The order also requires the Corps to use fish collection devices (which typically cost between $170 million and $450 million each) until studies are completed on what the river system would look like without hydropower. The company said its design for a giant floating vacuum cleaner, expected to be a giant floating vacuum cleaner, would have to be shelved. The Corps must then include that scenario in its long-term plans for the river.
A new directive from Congress has the potential to transform the rivers that support Oregon’s famously lush Willamette Valley. This is a step toward draining water from the reservoir behind the dam and bringing the water level closer to that of the river without the dam.

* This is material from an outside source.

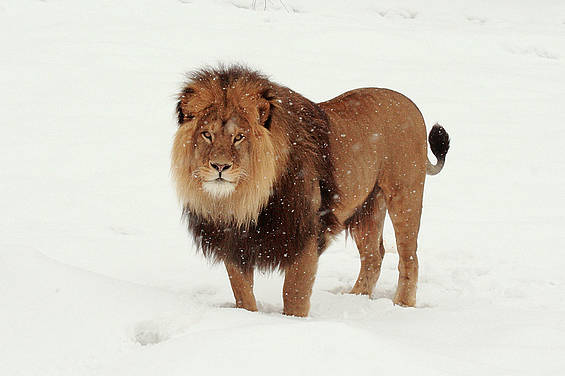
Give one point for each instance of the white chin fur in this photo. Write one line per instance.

“There are very real and achievable solutions, and we need to move them forward as quickly as possible,” said Kathleen George, a councilor with the Grand Ronde Confederated Tribes, which have fished the Willamette River for thousands of years. he said. They asked the Corps to move the river closer to its natural flow.
George said he believes OPB and ProPublica’s reporting and believes that without additional public pressure, the Corps would have continued to stall on research that was already past its deadline.
“Our salmon heritage is literally at risk,” she said.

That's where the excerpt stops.